Continué: —En tu bolsillo aún llevas la ficha médica de Sofía, ¿no?

—¡Me seguiste! —Los ojos de Adrián se enrojecieron, fuera de sí.

Yo contesté con calma: —No te seguí, solo que fuiste al mismo hospital donde yo tenía mi revisión.

—¿Tú… fuiste a revisión? —Su furia se desinfló de golpe.

—Sí, te lo había dicho desde antes. Fuiste tú quien no lo recordaba.

Adrián bufó: —Yo diría que no necesitas que te acompañe, te recuperas bastante bien sola.

—Así es —dije con frialdad—. No soy una muñeca frágil y llorona.

Aquella frase fue como accionar un interruptor: Adrián estalló de ira y me señaló con el dedo: —Laura, ¿qué es esa ironía? Sofía está sola en esta ciudad, no tiene a nadie; si se enferma, ¿qué hay de malo en que yo la cuide un poco?

—Tú eres quien va a ser Luna; con esa mente tan estrecha, ¿cómo voy a confiarte la administración de la manada conmigo?

Bajé la cabeza y sonreí amargamente: —Pero yo tampoco tengo familia en esta manada.

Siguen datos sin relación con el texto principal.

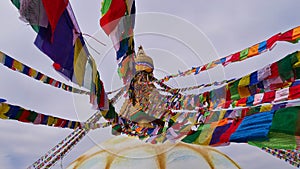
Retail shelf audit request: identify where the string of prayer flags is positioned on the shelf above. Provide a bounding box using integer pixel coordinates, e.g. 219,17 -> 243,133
0,103 -> 82,129
262,147 -> 300,168
12,0 -> 101,92
249,107 -> 300,150
278,26 -> 300,43
0,51 -> 90,95
100,0 -> 126,35
182,101 -> 300,149
159,26 -> 300,82
100,0 -> 136,84
42,0 -> 69,35
27,111 -> 101,169
19,0 -> 48,27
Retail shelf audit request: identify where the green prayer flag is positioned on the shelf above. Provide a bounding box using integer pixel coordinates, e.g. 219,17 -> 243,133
248,132 -> 297,150
277,54 -> 294,80
240,48 -> 249,60
181,130 -> 201,143
229,79 -> 240,100
270,107 -> 300,136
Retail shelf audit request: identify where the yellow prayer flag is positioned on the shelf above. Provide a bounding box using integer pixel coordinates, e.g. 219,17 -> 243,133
47,116 -> 54,126
29,69 -> 38,78
12,60 -> 24,72
238,74 -> 250,87
74,38 -> 88,86
238,87 -> 251,98
248,44 -> 259,57
292,26 -> 300,40
259,104 -> 273,112
89,56 -> 97,84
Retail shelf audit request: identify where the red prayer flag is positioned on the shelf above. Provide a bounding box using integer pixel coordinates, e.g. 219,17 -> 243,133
268,62 -> 279,79
289,85 -> 300,100
219,119 -> 243,143
262,91 -> 275,103
43,0 -> 69,34
18,110 -> 30,123
100,0 -> 126,35
267,33 -> 281,49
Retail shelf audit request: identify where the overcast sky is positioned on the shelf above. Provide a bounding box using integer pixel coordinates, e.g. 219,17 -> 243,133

Por él dejé todo y me mudé a su manada desde muy lejos, trabajando sin descanso y apostando todo porque creía que me daría felicidad.

El rostro de Adrián se ensombreció y murmuró: —Tú eres distinta… tú me tienes a mí…

De repente, sonó su teléfono. Al otro lado se oía el sollozo de Sofía.

La furia en su cara desapareció al instante, sustituida por la ansiedad y la preocupación.

—No llores, dime qué pasó.

—Se fue la luz en casa, tengo miedo…

—Tranquila, voy enseguida.

Adrián se puso el abrigo, abrió la puerta y antes de irse me lanzó una advertencia: —Si por celos te atreves a hacerle algo a Sofía, no me culpes por ser despiadado.

Dicho eso, se marchó sin volver la vista atrás.

¿Yo? No perdería mi tiempo en algo tan miserable.

Encendí el teléfono: faltaban apenas tres días para el ritual de la marca. Consulté el avance de los preparativos; todo estaba perfecto.

La luz de la luna sobre el lago, dentro de tres días, sería especialmente conmovedora.